Monday, January 07, 2013

Wanna Be in My Gang?: Reading Girl Gangs & the Problem of Violence

Foxfire, dir. Laurent Cantet, 2012. Adapted from Joyce Carol Oates' novel, Foxfire.

Everyone loves a girl gang, right?

I ask because posters for Foxfire followed me around Paris this yearturn as I read:

Sylvia Townsend Warner, The Corner that Held Them (C14th nuns)
Kate Mosse, Citadel (all-female Resistance group in Languedoc)
Alice Hoffman, The Dovekeepers (four women in Masada)
Octavia Butler, Parable of the Sower (female Messiah on post-apocalyptic Pacific coast)

Girl gangs - monstrous regiments of women - nunneries - dovecotes: whatever you want to call them, the idea of a group of women working together towards a powerful and public project fascinates us because, I think, it's so rarely portrayed in our culture. All of these books explore the particular loyalties, tensions and strengths that connect these groups under the deformative pressure of patriarchy (call it Nazism, the Church, apocalypse or the Romans, as you will), but they are unsettled when investigating the question of how women might fight back against this pressure: all, as writers, have chosen the word, and yet the fascination with the sword remains.

Earlier this autumn, I spent some time thinking about Lizzie Borden's 1982 film, Born in Flames, about a group of women who organize in New York City against a stultified socialist revolution. Borden's characters train for violent resistance, but are shown using it as a threat rather than actualising it, instead targeting media and raising consciousness through anarchist tactics.



Butler's Parable and Borden's Born in Flames share many resonances, not least their diverse characters, with a radical emphasis on African-American and Latina women as activists and leaders. They are also both science fictions of the near and possible future, whereas the other three books are historical fiction. All of the books are also - broadly, and unlike Born in Flames - concerned with religion, as both social construct and faith.

Why put together girl (or girl-led) gangs and religion (Judaism and Christianity, to be specific)? There's no doubt that a powerful charge arises from telling women's stories in the most unlikely settings: and not just the story of a singular, outstanding woman but of women interacting with each other, and - in the case of The Dovekeepers in particular - of women's knowledge (keshaphim, women's magic) and its oral, inter-generational transmission.

But that camaraderie, which in itself forms a kind of resistance to the patriarchal world (even in The Corner That Held Them, where the nuns spend a good deal of time wanting to escape the cloister), is shaded by another type of resistance, one that sits - I find - uneasily with it: that of violence. Aziza, one of the four dovekeepers (whose role suggests their connection to peace), dresses as a man in order to fight in her brother's place, for example. Alongside this gender slippage - which Hoffman handles very powerfully, as Aziza finds love with another warrior who accepts her as transgendered - there is another performance, particularly in Citadel, in which the women use hyper-femininity (or "feminine wiles") to carry out their plans for sabotage.

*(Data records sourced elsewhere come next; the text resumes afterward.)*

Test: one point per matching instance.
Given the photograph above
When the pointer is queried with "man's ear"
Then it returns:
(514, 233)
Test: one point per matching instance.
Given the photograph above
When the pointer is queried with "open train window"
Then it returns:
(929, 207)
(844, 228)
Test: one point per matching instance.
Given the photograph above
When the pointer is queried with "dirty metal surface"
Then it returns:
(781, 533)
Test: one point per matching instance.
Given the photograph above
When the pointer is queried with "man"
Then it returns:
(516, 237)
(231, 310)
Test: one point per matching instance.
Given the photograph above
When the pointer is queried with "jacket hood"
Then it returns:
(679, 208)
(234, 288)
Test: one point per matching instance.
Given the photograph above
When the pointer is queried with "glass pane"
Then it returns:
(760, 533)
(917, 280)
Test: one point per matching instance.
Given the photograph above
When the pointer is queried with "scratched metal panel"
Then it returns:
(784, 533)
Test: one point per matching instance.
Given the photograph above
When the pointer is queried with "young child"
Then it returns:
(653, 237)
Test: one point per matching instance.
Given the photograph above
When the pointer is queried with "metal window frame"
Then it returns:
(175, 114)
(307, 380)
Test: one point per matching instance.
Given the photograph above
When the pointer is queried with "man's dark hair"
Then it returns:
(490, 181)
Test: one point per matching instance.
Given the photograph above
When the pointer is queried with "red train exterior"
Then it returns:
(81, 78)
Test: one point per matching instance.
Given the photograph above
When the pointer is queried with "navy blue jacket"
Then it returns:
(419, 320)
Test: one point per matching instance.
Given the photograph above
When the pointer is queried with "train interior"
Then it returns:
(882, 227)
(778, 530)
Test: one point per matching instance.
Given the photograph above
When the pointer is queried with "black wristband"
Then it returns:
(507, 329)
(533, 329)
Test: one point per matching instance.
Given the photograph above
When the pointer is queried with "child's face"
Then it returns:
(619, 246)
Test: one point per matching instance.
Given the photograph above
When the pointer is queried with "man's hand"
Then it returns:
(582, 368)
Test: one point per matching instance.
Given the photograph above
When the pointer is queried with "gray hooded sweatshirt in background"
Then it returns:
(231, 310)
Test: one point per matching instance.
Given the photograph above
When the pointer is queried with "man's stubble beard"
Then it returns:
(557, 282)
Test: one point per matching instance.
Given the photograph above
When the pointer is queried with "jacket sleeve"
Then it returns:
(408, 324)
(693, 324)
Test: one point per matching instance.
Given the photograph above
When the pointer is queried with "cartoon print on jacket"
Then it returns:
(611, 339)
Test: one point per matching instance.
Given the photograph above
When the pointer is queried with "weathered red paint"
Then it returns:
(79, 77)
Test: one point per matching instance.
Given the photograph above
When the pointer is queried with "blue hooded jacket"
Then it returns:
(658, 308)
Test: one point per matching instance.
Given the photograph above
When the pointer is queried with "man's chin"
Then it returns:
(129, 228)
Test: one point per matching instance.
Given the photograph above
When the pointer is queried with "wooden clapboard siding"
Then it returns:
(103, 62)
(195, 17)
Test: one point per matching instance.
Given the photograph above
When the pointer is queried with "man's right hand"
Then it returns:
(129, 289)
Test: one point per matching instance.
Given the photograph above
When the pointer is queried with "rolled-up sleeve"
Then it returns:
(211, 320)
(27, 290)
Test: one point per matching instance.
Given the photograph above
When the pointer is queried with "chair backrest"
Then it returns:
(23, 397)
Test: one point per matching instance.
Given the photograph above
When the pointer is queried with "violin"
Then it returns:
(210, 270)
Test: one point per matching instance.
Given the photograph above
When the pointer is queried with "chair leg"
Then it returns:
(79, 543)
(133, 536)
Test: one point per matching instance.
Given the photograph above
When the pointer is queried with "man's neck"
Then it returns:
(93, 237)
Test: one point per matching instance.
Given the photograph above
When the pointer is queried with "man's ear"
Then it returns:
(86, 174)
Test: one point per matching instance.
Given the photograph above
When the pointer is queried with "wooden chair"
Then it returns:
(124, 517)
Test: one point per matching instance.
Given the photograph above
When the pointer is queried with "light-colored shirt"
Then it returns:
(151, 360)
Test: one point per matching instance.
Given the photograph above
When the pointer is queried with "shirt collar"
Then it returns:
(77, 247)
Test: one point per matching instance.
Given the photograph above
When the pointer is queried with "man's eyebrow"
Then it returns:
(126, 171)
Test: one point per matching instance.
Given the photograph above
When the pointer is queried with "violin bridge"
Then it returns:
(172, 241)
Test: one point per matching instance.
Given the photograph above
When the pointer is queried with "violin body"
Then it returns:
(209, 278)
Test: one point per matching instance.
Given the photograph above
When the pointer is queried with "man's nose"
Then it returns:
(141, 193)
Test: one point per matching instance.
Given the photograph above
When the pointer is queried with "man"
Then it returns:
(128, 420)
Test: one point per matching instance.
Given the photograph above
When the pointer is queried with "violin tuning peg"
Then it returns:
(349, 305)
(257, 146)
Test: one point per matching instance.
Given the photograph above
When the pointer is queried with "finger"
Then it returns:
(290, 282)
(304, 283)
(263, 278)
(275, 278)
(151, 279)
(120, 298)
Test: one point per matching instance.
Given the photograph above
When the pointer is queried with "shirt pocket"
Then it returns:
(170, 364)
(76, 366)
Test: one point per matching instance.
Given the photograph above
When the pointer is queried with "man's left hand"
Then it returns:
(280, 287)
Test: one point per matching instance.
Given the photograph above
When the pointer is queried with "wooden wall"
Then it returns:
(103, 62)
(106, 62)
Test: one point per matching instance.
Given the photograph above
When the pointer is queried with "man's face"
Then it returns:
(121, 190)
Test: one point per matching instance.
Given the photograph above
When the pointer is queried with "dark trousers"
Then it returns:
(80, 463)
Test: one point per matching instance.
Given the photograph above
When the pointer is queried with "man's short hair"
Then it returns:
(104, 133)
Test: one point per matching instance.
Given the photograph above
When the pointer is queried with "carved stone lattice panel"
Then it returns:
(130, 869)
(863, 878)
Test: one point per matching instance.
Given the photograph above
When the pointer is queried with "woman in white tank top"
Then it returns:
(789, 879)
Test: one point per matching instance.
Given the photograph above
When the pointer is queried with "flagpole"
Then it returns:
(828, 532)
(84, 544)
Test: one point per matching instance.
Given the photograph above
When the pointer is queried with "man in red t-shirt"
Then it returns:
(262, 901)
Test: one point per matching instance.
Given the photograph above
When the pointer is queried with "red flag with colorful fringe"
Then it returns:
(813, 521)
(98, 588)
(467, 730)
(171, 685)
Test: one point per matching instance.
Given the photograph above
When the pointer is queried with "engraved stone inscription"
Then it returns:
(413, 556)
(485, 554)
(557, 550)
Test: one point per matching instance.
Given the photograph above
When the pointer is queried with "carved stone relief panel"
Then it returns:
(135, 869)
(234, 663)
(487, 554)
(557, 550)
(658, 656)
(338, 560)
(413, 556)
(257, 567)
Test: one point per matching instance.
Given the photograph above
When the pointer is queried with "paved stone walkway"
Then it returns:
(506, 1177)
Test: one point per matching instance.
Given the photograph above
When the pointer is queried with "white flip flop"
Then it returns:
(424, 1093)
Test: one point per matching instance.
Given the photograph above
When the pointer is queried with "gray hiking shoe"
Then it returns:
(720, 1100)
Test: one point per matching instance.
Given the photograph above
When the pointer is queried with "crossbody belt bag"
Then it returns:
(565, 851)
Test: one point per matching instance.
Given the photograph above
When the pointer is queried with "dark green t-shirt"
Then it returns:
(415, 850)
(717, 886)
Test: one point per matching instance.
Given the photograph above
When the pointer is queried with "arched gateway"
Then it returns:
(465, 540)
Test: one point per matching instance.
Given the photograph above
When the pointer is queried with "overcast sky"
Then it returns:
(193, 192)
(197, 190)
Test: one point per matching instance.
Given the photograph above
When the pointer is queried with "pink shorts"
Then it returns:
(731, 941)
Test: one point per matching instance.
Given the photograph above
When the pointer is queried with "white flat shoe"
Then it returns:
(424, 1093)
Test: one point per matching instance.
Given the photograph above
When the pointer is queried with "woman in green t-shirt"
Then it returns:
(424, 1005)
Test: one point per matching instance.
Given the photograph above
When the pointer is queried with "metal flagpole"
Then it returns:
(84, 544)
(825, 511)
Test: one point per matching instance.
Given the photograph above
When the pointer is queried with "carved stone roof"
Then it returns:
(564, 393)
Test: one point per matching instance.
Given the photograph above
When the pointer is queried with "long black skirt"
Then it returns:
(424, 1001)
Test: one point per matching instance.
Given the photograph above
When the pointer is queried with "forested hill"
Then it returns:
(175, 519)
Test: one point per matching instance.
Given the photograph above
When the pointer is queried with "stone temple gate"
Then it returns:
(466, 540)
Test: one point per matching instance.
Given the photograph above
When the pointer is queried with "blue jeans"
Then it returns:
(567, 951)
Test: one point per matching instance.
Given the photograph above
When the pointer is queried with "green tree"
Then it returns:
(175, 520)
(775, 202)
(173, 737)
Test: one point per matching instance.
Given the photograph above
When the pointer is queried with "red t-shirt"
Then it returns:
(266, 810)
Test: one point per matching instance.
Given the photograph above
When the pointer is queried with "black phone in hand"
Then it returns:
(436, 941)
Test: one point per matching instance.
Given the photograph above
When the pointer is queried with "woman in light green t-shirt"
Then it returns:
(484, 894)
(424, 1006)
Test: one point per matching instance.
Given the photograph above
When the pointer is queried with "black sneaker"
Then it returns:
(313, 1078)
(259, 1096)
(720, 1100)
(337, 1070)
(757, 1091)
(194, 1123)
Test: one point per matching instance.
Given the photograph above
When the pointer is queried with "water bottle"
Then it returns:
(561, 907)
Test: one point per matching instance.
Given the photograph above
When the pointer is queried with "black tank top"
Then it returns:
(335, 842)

I can't quite put my finger on what unsettles me about the triangulation of magical/occult camaraderie, breech-part violence and hyper-feminine espionage, but I think something about it disturbs both Mosse and Hoffman as well, who provide spectacularly punitive endings to their (very long, absorbing, close third person) novels. The death of Sandrine, the protagonist in Citadel, is practically pornographic in its intimate physical detail: a grenade lands by her thigh. Is it that women are to be punished for trespassing on male territory? Or a restatement that war is bad and women its victims?

Only Butler and Borden fully explore the analogy that these stories might be making between war and gender politics: that of "sleeping with the enemy." In Butler's Kindred, this is also explored across race and class lines in the antebellum South. Warner, by walling her women into a convent and showing how they both thrive and chafe, creates a fascinating ambivalence, as she does in Summer Will Show, her tour-de-force about a lesbian couple involved in the Paris Commune, about the intimacy of women and history.

What Warner and Butler reflect in their stories, and Hoffman and Mosse struggle with, is that neither intimate nor political relations can be equal until society is; all four novels show groups of women struggling against inequality in all its violence, but Mosse, in particular, turns that violence in on her characters rather than propose or investigate a radical social shift. Writing historical fiction makes that difficult, of course - but Warner manages it in Summer Will Show, as her protagonist sits down to read the opening of the Communist Manifesto.

I wish I had as satisfying yet open an ending to this post. I suspect my enthusiasm for girl gangs - for reading about girls in books, and seeing girls on screen - will burn and burn.